The Diary of Merer (also known as Papyrus Jarf) is the name for papyrus logbooks written over 4,500 years ago by Merer, a middle-ranking official with the title inspector (sḥḏ, sehedj). They are the oldest known papyri with text, dating to the 26th year[1] of the reign of Pharaoh Khufu (reigned in the early 26th century BC, estimated c. 2589 – c. 2566 BC[2][3][4]) during the Fourth Dynasty of Egypt.[5] The text, written with (hieratic) hieroglyphs, mostly consists of lists of the daily activities of Merer and his crew. The best preserved sections (Papyrus Jarf A and B) document the transportation of white limestone blocks from the Tura quarries to Giza by boat.
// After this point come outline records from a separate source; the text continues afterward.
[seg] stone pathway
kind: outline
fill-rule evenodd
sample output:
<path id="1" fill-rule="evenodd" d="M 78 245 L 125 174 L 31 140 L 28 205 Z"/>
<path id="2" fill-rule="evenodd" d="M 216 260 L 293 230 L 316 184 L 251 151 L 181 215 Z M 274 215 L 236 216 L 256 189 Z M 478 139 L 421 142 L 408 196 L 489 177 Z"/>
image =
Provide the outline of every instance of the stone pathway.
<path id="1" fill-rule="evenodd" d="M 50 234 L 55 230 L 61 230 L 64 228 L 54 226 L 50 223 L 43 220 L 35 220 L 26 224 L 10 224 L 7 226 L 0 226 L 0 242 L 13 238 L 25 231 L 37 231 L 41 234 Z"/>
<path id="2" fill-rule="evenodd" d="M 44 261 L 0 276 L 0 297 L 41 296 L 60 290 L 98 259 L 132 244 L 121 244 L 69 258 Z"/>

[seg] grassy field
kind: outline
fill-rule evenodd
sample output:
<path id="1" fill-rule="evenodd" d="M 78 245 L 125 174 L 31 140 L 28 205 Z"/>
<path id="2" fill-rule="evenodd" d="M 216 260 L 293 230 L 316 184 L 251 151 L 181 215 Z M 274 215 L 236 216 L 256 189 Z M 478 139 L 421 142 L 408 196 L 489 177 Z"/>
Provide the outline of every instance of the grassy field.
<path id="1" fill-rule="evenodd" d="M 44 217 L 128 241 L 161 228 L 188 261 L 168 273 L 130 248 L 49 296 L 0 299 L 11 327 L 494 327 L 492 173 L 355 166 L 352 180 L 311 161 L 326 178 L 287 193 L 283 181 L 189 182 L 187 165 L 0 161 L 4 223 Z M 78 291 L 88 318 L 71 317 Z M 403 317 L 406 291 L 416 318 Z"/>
Buried in front of man-made caves that served to store the boats at Wadi al-Jarf on the Red Sea coast, the papyri were found and excavated in 2013 by a French mission under the direction of archaeologists Pierre Tallet of Paris-Sorbonne University and Gregory Marouard.[6][7][8][9] A popular account on the importance of this discovery was published by Pierre Tallet and Mark Lehner, calling the corpus "Red Sea scrolls"[10] (an allusion to the Dead Sea Scrolls).
The Egyptian archaeologist Zahi Hawass describes the Diary of Merer as "the greatest discovery in Egypt in the 21st century."[5] Parts of the papyri are exhibited at the Egyptian Museum in Cairo.[11]